Traveldude is correct.
I was a private tutor and made between 15-20 bucks an hour and usually worked at least 20-30 hours a week. Mostly corporate gigs. That did not mean I could count on 900-1250 a month. I usually made about a grand a month, but some months, like December or July whith lots of down time, I could make as little as $5-600, but still enough to get by.
I did not have a TEFL nor a teaching degree, but I was able to quickly build a good client base simply off referrals.
The one trick I did to make sure I kept my students paying was to offer a 10% discount if they pre-paid a month in advance. With that, I had a very strict cancellation policy. If they cancelled past a certain hour, they would loose the class. If they cancelled more than 3 times in a month, they would loose a class. At first they did not like my strictness, so I added a counter part, if I cancelled past the same hour, they would get 1 class for free or if I cancelled more than 3 times in a month, they would get 1 class free. in 2 years, I did give 2 free classes, but the result was the students respected my policy much more because it respected their time as much as i requested respect for mine.

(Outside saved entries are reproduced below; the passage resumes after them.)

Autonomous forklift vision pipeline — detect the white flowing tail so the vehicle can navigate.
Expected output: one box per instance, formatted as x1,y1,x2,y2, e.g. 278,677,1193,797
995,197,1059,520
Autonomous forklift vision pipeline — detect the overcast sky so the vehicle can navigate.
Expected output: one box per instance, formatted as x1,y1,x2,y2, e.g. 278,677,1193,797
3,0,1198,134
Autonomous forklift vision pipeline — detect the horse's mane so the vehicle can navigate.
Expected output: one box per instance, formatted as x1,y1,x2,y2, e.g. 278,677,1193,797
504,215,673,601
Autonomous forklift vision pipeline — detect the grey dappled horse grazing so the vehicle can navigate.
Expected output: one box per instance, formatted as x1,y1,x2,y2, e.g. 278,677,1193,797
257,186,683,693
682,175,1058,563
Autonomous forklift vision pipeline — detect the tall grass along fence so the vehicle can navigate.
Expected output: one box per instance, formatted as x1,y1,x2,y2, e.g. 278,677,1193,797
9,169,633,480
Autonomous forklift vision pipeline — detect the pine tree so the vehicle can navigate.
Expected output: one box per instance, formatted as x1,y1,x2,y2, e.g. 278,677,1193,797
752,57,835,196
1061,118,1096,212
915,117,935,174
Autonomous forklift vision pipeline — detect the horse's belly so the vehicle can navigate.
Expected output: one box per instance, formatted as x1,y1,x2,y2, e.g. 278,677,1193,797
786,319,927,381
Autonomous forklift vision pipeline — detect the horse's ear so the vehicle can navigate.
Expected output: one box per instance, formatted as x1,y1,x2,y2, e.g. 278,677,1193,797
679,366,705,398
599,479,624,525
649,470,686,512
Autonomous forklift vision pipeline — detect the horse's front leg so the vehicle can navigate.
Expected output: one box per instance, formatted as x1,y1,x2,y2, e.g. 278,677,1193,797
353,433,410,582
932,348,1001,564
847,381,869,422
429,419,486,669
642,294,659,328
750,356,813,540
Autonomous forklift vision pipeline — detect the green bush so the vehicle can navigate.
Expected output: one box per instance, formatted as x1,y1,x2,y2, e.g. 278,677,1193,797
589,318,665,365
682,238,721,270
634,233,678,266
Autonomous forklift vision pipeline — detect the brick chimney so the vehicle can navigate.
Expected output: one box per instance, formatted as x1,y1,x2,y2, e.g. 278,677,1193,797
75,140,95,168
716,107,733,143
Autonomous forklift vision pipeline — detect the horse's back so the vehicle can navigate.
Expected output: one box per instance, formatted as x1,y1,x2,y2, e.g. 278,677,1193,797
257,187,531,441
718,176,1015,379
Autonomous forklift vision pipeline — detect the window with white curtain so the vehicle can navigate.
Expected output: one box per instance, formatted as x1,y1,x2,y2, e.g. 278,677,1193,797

The other issue is you needed to be a good teacher where the student had a good time and felt like he or she was learning. If not, they will cut you pretty quick. They will not tell you as such usually, they will either start cancelling classes or tell you something came up and they will not be able to continue. If that happens to you often, you should question your teaching approach.
Teaching materials are easy to score. You can buy them all over town (new, used or pirated), many can be downloaded off the internet and from time to time you see them advertised for sale here or other expat websites for teachers leaving Peru or leaving the profession. I recently sold most of my old materials in such a manor.